According to Danone, key focus areas and their corresponding results over the first three years of the five year regenerative agriculture program include:
- Protecting and restoring soil: 93% of the fields in the program had a positive Soil Conditioning Index value, a figure, that according to the U.S. Department of Agriculture, “can predict the consequences of cropping systems and tillage practices on the status of soil organic matter in a field.”
- Fostering biodiversity with species, varieties and wildlife: Doubled the number of species planted to 32, including grasses, legumes and brassicas to promote crop diversity.
- Preserving and protecting water systems: Implemented technologies such as soil moisture probes, filter strips and saturated buffers.

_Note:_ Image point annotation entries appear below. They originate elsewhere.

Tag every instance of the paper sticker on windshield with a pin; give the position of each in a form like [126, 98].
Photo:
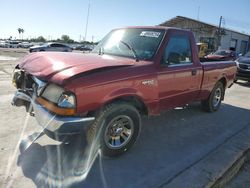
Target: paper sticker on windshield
[153, 34]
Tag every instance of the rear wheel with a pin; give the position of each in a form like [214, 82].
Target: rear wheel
[213, 102]
[116, 128]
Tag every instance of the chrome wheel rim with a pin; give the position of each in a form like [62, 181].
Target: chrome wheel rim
[217, 97]
[119, 132]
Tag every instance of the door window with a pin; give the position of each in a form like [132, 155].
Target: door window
[178, 51]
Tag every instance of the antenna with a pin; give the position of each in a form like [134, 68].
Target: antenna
[86, 28]
[198, 14]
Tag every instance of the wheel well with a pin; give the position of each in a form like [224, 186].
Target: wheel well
[224, 82]
[135, 101]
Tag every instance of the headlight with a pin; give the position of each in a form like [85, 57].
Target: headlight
[57, 95]
[237, 63]
[58, 101]
[67, 100]
[52, 93]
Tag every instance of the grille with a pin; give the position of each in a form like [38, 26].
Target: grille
[243, 66]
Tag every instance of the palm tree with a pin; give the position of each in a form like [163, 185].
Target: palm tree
[20, 30]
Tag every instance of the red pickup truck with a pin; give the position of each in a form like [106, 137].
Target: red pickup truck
[132, 72]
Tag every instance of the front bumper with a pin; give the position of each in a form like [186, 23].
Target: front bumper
[243, 74]
[52, 122]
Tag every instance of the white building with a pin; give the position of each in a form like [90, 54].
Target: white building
[208, 33]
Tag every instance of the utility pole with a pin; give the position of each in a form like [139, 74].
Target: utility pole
[198, 14]
[87, 21]
[219, 32]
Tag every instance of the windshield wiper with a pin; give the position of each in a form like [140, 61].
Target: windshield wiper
[101, 51]
[132, 49]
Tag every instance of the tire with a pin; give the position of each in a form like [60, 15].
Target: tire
[57, 137]
[116, 128]
[213, 102]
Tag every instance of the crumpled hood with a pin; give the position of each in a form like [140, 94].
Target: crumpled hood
[244, 60]
[57, 67]
[215, 56]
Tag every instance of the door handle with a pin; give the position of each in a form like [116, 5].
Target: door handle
[194, 72]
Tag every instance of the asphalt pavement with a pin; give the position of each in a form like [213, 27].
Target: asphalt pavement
[169, 145]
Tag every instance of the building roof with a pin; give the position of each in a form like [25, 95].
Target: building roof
[177, 19]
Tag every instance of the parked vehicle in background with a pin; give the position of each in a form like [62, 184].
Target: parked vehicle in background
[223, 55]
[243, 67]
[84, 47]
[202, 49]
[132, 72]
[53, 46]
[24, 45]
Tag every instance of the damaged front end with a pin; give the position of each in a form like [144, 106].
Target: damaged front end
[53, 107]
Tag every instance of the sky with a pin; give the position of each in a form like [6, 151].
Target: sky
[53, 18]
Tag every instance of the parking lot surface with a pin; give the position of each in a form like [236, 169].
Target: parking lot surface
[168, 145]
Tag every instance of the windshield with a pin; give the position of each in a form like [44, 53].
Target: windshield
[222, 52]
[134, 42]
[247, 54]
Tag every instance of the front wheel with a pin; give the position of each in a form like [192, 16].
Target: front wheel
[116, 128]
[213, 102]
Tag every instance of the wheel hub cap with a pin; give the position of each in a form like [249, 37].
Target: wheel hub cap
[119, 132]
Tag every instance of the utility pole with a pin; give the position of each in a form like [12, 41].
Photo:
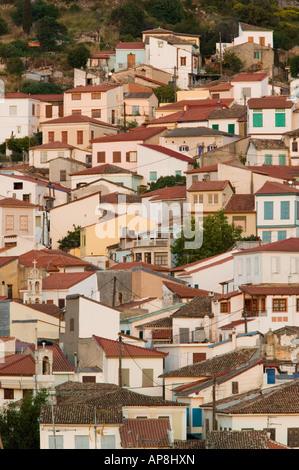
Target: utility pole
[120, 380]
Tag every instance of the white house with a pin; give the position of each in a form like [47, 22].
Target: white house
[277, 211]
[18, 116]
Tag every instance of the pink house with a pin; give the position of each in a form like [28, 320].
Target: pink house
[121, 149]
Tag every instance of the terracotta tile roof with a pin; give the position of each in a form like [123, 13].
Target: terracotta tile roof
[288, 245]
[105, 169]
[208, 186]
[172, 192]
[130, 45]
[240, 203]
[77, 119]
[145, 433]
[6, 260]
[184, 291]
[273, 144]
[249, 77]
[137, 264]
[14, 202]
[198, 307]
[169, 152]
[136, 134]
[270, 102]
[218, 365]
[271, 187]
[271, 289]
[111, 349]
[61, 281]
[91, 88]
[47, 259]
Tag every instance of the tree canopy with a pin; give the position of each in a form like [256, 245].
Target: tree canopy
[218, 235]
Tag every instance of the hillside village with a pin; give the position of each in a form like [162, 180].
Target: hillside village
[135, 350]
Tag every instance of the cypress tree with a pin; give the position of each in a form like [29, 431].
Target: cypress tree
[27, 16]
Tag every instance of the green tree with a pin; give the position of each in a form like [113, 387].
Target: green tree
[167, 181]
[218, 237]
[27, 17]
[71, 240]
[78, 56]
[19, 427]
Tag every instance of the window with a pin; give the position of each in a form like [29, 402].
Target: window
[116, 157]
[282, 159]
[293, 437]
[43, 157]
[266, 236]
[125, 377]
[12, 110]
[284, 210]
[161, 259]
[9, 394]
[51, 136]
[147, 377]
[24, 222]
[231, 128]
[9, 222]
[257, 118]
[213, 198]
[268, 159]
[268, 210]
[279, 305]
[79, 137]
[280, 118]
[101, 157]
[81, 442]
[56, 442]
[95, 113]
[96, 95]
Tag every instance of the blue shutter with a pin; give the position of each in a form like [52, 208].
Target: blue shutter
[196, 417]
[268, 210]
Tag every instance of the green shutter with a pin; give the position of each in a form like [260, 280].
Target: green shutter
[284, 210]
[231, 128]
[268, 159]
[268, 210]
[281, 160]
[280, 119]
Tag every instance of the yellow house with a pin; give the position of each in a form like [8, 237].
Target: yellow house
[212, 195]
[96, 238]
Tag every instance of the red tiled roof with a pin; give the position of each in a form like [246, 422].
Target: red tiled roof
[145, 433]
[277, 188]
[249, 77]
[138, 264]
[91, 88]
[14, 202]
[111, 349]
[184, 291]
[287, 245]
[270, 102]
[130, 45]
[240, 203]
[76, 119]
[169, 152]
[138, 133]
[208, 185]
[59, 281]
[271, 289]
[48, 259]
[172, 192]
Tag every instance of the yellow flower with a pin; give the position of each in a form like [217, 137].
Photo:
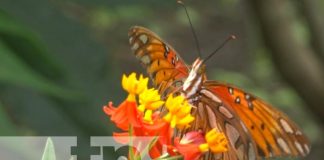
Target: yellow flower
[215, 141]
[133, 85]
[149, 100]
[179, 112]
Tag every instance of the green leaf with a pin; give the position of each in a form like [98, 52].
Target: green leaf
[6, 126]
[26, 45]
[49, 151]
[15, 72]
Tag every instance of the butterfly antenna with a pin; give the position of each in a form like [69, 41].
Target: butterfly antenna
[191, 26]
[232, 37]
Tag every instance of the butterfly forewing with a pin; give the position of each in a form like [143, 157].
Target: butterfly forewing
[211, 113]
[253, 128]
[164, 65]
[273, 132]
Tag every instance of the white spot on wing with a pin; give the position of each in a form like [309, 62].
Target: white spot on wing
[225, 112]
[146, 60]
[251, 152]
[210, 95]
[286, 126]
[188, 81]
[299, 147]
[240, 152]
[283, 145]
[131, 40]
[211, 118]
[135, 46]
[143, 38]
[232, 134]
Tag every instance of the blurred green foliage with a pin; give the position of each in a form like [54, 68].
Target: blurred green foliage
[61, 61]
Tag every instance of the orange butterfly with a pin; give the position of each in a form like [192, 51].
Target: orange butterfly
[254, 128]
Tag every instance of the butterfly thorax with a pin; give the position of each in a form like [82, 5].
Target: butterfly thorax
[196, 77]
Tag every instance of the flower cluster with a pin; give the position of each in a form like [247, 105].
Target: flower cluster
[139, 115]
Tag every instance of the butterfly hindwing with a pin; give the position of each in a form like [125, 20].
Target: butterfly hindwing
[211, 112]
[273, 132]
[162, 62]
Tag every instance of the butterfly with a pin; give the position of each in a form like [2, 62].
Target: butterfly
[253, 128]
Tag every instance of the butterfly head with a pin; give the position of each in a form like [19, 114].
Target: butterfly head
[195, 79]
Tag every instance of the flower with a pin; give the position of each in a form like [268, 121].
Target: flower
[126, 113]
[179, 112]
[134, 86]
[193, 144]
[149, 100]
[138, 116]
[215, 142]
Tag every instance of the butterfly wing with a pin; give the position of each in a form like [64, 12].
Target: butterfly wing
[272, 131]
[163, 64]
[209, 114]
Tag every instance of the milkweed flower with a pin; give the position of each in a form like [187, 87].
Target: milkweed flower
[194, 144]
[179, 112]
[145, 113]
[126, 113]
[149, 100]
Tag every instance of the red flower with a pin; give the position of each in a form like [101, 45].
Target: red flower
[188, 146]
[124, 115]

- Reducing greenhouse gas emissions: Reduced more than 80,000 tons of carbon dioxide equivalent and sequestered more than 20,000 tons of carbon through regenerative soil health practices.
Danone said it “aims to collaboratively establish goals with farmer partners, pilot innovative technologies to drive change, launch industry leading tools and programs to encourage greater regenerative management adoption, finance projects to accelerate more impact, and achieve enrollment of 100,000 acres under the regenerative agriculture program.”
Danone senior director of agriculture sourcing Ariel Wildenauer Desmarais said partner farmers are “very receptive and engaged in our program, and this year we welcomed several new farmer partners to the program with the expansion into almond orchards and increasing our acres with organic dairies. Over the next two years, we look forward to taking our findings, quantitative outcomes, and improvement plans, to increase regenerative agriculture practices in the field and launch a comprehensive financial investment and impact model that will support farmers and their partners, confirming lasting impact — both economically and environmentally.”